In an isothermal process, the temperature of a system remains constant. Thermal equilibrium is maintained during the process. Equation of isothermal process is given by,
 $PV=\text{ constant}$
In an isochoric process, the volume of the closed system undergoing the process remains unchanged. The Isochoric process is an Isovolumetric process. Equation of Isochoric process is given by,
$\dfrac{P}{T}=\text{ constant}$
In the Isobaric process, the pressure of the system stays constant. Equation of Isobaric process is given by,
$\dfrac{V}{T}=\text{ constant}$
In adiabatic processes, the heat and mass transfer between system and surroundings remains zero. Equation of adiabatic process is given by,
$P{{V}^{\gamma }}=\text{ constant}$
Where,
$P$ is the pressure of the system
$V$ is the volume of the system
$T$ is the temperature of the system
$\gamma $ is the ratio of specific heats $\left( \gamma =\dfrac{{{C}_{P}}}{{{C}_{V}}} \right)$
The first law of thermodynamics is a version of the law of conservation of energy, adapted for thermodynamic processes.
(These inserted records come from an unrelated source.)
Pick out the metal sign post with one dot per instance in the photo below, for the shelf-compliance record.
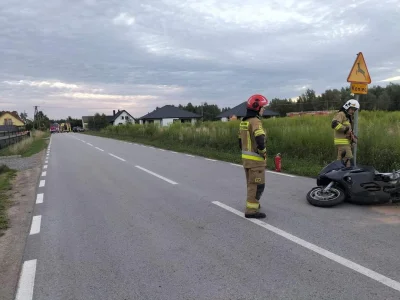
(359, 78)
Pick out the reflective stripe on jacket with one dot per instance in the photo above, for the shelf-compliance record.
(339, 124)
(251, 131)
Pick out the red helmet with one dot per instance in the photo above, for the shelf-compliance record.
(257, 101)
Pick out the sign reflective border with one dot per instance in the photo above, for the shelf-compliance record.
(359, 88)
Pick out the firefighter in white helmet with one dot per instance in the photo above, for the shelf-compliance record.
(342, 124)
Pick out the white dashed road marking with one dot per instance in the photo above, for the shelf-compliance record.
(26, 281)
(117, 157)
(35, 227)
(341, 260)
(157, 175)
(39, 198)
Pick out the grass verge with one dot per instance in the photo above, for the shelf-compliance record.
(6, 175)
(28, 146)
(301, 167)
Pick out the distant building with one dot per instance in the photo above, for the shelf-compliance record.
(10, 120)
(169, 114)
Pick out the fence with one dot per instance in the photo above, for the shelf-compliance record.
(12, 136)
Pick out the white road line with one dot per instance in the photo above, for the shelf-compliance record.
(35, 227)
(117, 157)
(157, 175)
(341, 260)
(278, 173)
(39, 198)
(210, 159)
(26, 281)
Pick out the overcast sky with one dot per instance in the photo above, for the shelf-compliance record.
(78, 57)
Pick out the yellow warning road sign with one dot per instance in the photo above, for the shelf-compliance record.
(359, 72)
(359, 88)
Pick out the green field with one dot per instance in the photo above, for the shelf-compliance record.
(306, 143)
(6, 175)
(28, 146)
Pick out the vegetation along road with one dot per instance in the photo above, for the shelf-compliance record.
(120, 220)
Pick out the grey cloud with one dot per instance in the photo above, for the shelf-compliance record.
(76, 42)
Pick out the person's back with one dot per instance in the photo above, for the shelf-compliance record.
(252, 143)
(342, 125)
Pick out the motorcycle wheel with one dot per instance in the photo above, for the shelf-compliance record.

This law distinguishes two types of transfer of energy: energy in the form of heat and energy in the form of work done. The law relates the two types of energy to the body's state function, internal energy.
Expression for first law of thermodynamics:
$dQ=dU+dW$
Where,
$dQ$ is the heat transfer between system and surroundings
$dU$ is the change in internal energy of the system
$dW$ is the work done on the system or by the system
From the first law of thermodynamics,
$dQ-dU=dW$
For an adiabatic process,
$dQ=0$
Therefore,
$dU=-dW$
$dU=-8J$
The internal energy of the gas decreases by $8J$
Hence, the correct option is C.

Note:
Students need to remember the equations of thermodynamic process and the work done expression for them to solve the above equation. Also, keep in mind that in an Adiabatic process, heat and mass transfer between system and surroundings remain zero. Therefore, according to the first law of thermodynamics, when a gas undergoes adiabatic process, internal energy of the system is equal to the work done by the system with a negative sign.